Escritor, fotógrafo y profesor. José Antonio ha publicado el libro de poemas «Si huyes hacia adentro», (Editorial Colmillo Blanco, 1998) por el que recibió una distinción en el concurso nacional “El Poeta Joven del Perú” (1995). En el 2000 publicó la novela juvenil «Tres días para Mateo», (Alfaguara). Así también, en colaboración con el artista chileno Franz Fischer, publicó el libro experimental de poesía «Recortes de la memoria o el libro de la sombra», (Bizarro Ediciones, 2007). El mismo año publicó la novela «El mal viaje» (Alfaguara). Algunos textos suyos aparecen en la antología Abofeteando a un cadáver (Bizarro Ediciones, 2007), y en La mala nota, el colegio en el cuento peruano (Alfaguara, 2008). En mayo de 2009 aparecerá su tercera novela bajo el sello editorial Alfaguara. El cuento que aparece en este blog es parte del libro inédito Lima-Mala.
COMO UNA REINA
Bajó del autobús y se puso a caminar a través de las polvorientas calles de su barrio. La tarde se posaba sobre la urbe. El cielo gris se oscurecía sobre la línea de los cerros próximos. Llevaba una bolsa de papel entre los brazos. Avanzaba a paso lento, como si su mente se encontrara atrapada en espacios lejanos. Se detuvo frente a un teléfono público, colocó la bolsa entre los pies, sacó una moneda del bolsillo trasero del pantalón, la metió en la ranura metálica y marcó un número.

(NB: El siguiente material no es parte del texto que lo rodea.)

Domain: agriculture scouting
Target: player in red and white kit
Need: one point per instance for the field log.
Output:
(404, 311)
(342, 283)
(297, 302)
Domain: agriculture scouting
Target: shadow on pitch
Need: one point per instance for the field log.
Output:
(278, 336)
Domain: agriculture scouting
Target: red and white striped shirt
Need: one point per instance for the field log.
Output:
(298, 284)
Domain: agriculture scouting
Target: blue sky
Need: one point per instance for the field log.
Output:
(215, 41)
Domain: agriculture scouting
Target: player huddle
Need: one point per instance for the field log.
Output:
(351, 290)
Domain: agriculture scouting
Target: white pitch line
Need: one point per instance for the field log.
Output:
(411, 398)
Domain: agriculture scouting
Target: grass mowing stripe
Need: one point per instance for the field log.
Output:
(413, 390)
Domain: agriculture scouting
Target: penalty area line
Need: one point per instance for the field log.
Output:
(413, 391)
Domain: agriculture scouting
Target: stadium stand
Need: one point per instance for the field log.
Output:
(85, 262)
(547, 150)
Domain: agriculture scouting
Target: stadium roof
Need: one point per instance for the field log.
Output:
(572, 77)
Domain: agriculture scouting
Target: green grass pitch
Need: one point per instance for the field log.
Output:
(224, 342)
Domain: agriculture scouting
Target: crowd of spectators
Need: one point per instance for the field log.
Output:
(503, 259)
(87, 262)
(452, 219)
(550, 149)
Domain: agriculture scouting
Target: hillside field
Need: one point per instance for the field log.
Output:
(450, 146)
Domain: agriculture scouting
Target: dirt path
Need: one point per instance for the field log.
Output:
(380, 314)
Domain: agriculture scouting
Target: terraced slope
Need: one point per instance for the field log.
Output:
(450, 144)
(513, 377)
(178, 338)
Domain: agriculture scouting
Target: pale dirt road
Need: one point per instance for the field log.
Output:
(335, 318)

-¿Aló? -Reconoció la voz fingida a través del auricular.
-¿Shirley? -Preguntó y no pudo evitar fingir la propia. Era ya casi un acto natural.
-Sí, ¿quién habla?
-La Reina.
-¡Ay! Mírala a esta loca, ¿dónde has estado metida, oye?
-No sé, me dio la locura.
-¡Por eso te mandaste a mudar sin avisar!, ¡malagradecida!
-Discúlpame Shirley, no fue a propósito.
-¡Perra loca! Me tenías súper preocupada. Pensaba que te había pasado algo.
-Lo siento.
-Pero, ¿cómo estás?, ¡cuéntame!, ¡cuéntame!
-Estuve un poco mal, pero ya estoy mejor.
-¿Tienes algo?
-No -dijo después de un segundo de silencio.
-¿De verdad?, ¿estás segura?
-Ay, querida -dijo tratando de fingir buen ánimo-, ¿quién está segura de nada en estos tiempos?
-¿Y, a dónde te fuiste?
-No muy lejos de tu casa, ¿por qué no apuntas la dirección?
-¿Ahora sí, no, ingrata?
-Ya te dije que lo siento.
-Un ratito, voy por un lapicero.
-Rápido que se me acaba la moneda.
-Ya, listo. A ver, dime.
Le dio la dirección.
-Pero, ¿de verdad estás bien?
-Sí, te lo juro.
-No sé por qué no te creo, Tienes una voz de muerta.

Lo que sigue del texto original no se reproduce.